Echoes of Clinton-Trump Contest in the Netherlands

The Netherlands’ Mark Rutte is similar to Hillary Clinton, Geert Wilders to Donald Trump.

Mark Rutte
Dutch prime minister Mark Rutte answers questions from members of the European Parliament in Strasbourg, July 5 (European Parliament)

Tom-Jan Meeus has a good piece in Politico about the state of Dutch politics five months out from the next election.

Meeus, who is a political columnist and former United States correspondent for NRC Handelsblad, argues that there is a American influence on this election: Should Donald Trump win in November, Meeus expects his Dutch counterpart, Geert Wilders, will shift further to the right. Mark Rutte, the incumbent center-right prime minister, could benefit if Hillary Clinton prevails.

This probably oversells the effect of America’s elections on the Netherlands’, but Meeuw is onto something.

Style

Wilders, a Euroskeptic and anti-Islamist, originally had misgivings about associating himself with the fringe right. That has changed. He is now formally allied with other nationalist parties in Europe, including Marine Le Pen’s Front national in France and the even less respectable Vlaams Belang in Belgium.

He crossed a line for many in 2014 when he said he wanted “fewer Moroccans” in the city of The Hague, where his party had placed second in municipal elections that year.

A Trump victory could normalize the unceremonious, hard-right style of politics Wilders shares with the Republican.

A win for Clinton, on the other hand, could rehabilitate politics as usual. She, like Rutte, represents consensus and a respect for political norms.

Love/hate compromise

Meeus argues that while the Dutch love to hate compromise, they also “tend to support the politician most skilled at delivering it.”

That is clearly Rutte, who is a master at finding parliamentary majorities for his policies.

His first government, from 2010 to 2012, involved the Christian Democrats as well as Wilders’ Freedom Party. When the latter balked at additional austerity measures and walked out, Rutte formed a coalition with the center-left Labor Party instead. Short of a majority in the Senate, the two have since done deals on everything from energy to tax policy with a variety of parties close to the center.

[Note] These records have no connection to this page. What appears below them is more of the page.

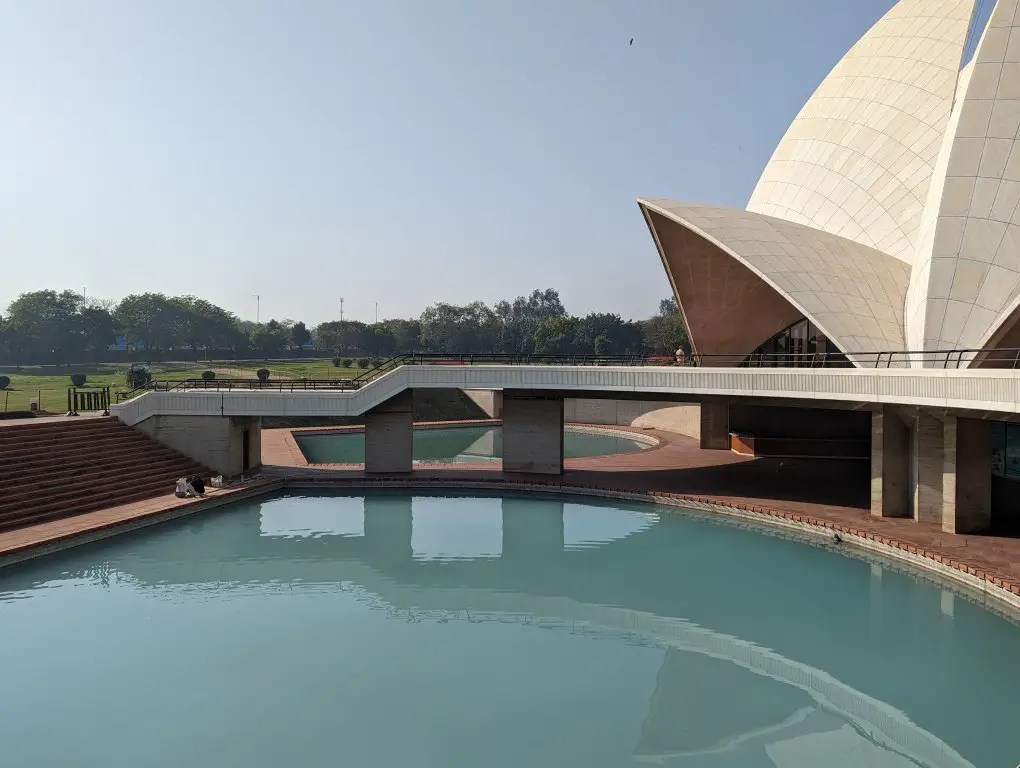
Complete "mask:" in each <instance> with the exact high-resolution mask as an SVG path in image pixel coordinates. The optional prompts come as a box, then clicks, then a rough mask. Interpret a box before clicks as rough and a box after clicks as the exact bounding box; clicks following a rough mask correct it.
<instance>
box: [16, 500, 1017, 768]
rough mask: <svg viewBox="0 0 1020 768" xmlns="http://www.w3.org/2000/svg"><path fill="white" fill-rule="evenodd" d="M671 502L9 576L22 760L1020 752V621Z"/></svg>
mask: <svg viewBox="0 0 1020 768" xmlns="http://www.w3.org/2000/svg"><path fill="white" fill-rule="evenodd" d="M655 509H656V508H654V507H647V506H641V505H628V504H622V503H612V504H610V503H598V502H585V501H577V500H565V501H564V500H559V499H551V498H542V497H539V498H525V497H506V498H462V497H457V498H443V497H439V496H416V497H413V498H412V497H410V496H400V495H372V496H368V497H347V496H312V497H287V496H283V497H277V498H267V499H264V500H261V501H253V502H246V503H242V504H239V505H237V506H234V507H231V508H224V509H223V510H220V511H213V512H210V513H208V514H204V515H201V516H196V517H192V518H184V519H182V520H179V521H175V522H172V523H168V524H164V525H160V526H157V527H153V528H149V529H147V530H143V531H139V532H137V533H133V534H129V535H123V536H118V537H115V539H111V540H107V541H106V542H101V543H97V544H94V545H90V546H86V547H81V548H77V549H74V550H70V551H67V552H64V553H60V554H57V555H53V556H49V557H46V558H41V559H39V560H37V561H35V562H31V563H25V564H22V565H18V566H13V567H10V568H6V569H2V570H0V659H2V660H3V662H2V663H3V669H2V676H0V680H2V682H0V685H2V690H3V696H2V697H0V745H2V756H3V757H2V760H0V764H2V765H3V766H4V768H22V767H24V766H47V767H49V766H75V767H80V766H84V767H89V768H91V767H92V766H95V767H96V768H100V767H101V768H119V767H120V766H123V767H124V768H129V767H130V768H136V767H137V766H147V767H150V766H155V767H162V766H166V767H167V768H171V767H172V768H179V767H180V766H246V767H250V768H263V767H265V768H268V767H269V766H273V767H275V766H302V767H306V766H307V767H317V766H330V767H333V766H401V767H402V766H425V767H431V766H435V767H436V768H460V767H461V766H463V767H464V768H468V767H470V768H476V767H477V766H487V768H488V767H489V766H492V767H493V768H510V767H511V766H513V767H514V768H517V767H520V766H549V767H550V768H552V767H562V766H584V767H585V768H601V767H602V766H607V767H608V766H633V765H640V764H645V763H652V764H657V765H682V766H695V767H704V768H710V767H717V766H734V767H735V766H742V767H744V766H750V767H751V768H756V767H762V768H764V767H766V766H771V767H773V768H777V767H778V768H797V767H802V766H803V767H805V768H807V767H810V768H815V767H826V768H827V767H828V766H835V767H837V768H838V767H844V766H866V767H868V768H871V767H872V766H878V767H879V768H890V767H895V768H900V767H901V766H902V767H903V768H907V767H908V766H980V767H982V768H983V767H984V766H1008V767H1012V766H1015V765H1016V763H1017V762H1020V754H1018V751H1020V736H1018V735H1017V733H1018V728H1017V723H1018V721H1020V685H1018V680H1020V629H1018V628H1017V626H1015V625H1014V624H1012V623H1009V622H1008V621H1006V620H1004V619H1002V618H1000V617H998V616H996V615H993V614H991V613H988V612H986V611H984V610H982V609H981V608H979V607H978V606H976V605H974V604H972V603H970V602H968V601H966V600H964V599H963V598H960V597H955V596H954V595H953V594H952V593H950V592H945V591H942V590H940V588H938V587H936V586H934V585H931V584H929V583H927V582H920V581H917V580H914V579H912V578H910V577H908V576H906V575H903V574H901V573H899V572H896V571H894V570H888V569H884V568H881V567H878V566H876V565H872V564H870V563H868V562H865V561H862V560H858V559H853V558H849V557H841V556H839V555H837V554H833V553H831V552H827V551H824V550H822V549H817V548H813V547H810V546H807V545H805V544H802V543H798V542H793V541H787V540H785V539H781V537H777V536H770V535H763V534H762V533H760V532H756V531H751V530H746V529H741V528H737V527H734V526H730V525H722V524H717V523H711V522H706V521H704V520H701V519H697V518H693V517H686V516H681V515H670V516H667V517H660V516H659V515H658V514H656V513H655Z"/></svg>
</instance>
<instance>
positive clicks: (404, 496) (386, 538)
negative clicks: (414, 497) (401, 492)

This has made all of them suspect in the eyes of anti-establishment voters. The only two parties that have remained steadfast in their opposition to dealmaking are the far-left Socialists and Wilders’. But polls only give them a combined 28 percent of the seats.

The Socialists have been not been able to benefit from Labor’s collapse. Whereas the latter could lose two-thirds of their seats, surveys give the Socialists no more than the fifteen they won in 2012.

Rutte’s liberal party is also down but still vying for first place with Wilders’.

Up are the Christian Democrats, liberal Democrats and Greens — the three parties most inclined to compromise with others.

Inflated Wilders

We’ve been here before. Before the last election, Wilders’ Freedom Party seemed competitive as well with some surveys putting him in first or second place.

Then in the weeks leading up to the election his support waned.

All parties except the liberals have explicitly ruled out forming a government with Wilders and even Rutte has his doubts. Chances of Wilders becoming prime minister are nil.

More likely, Rutte will stay in power, heading an unprecedented coalition of four or five parties.

It would be an unwieldy experiment.

It’s also the sort of thing he’s been doing for six years now.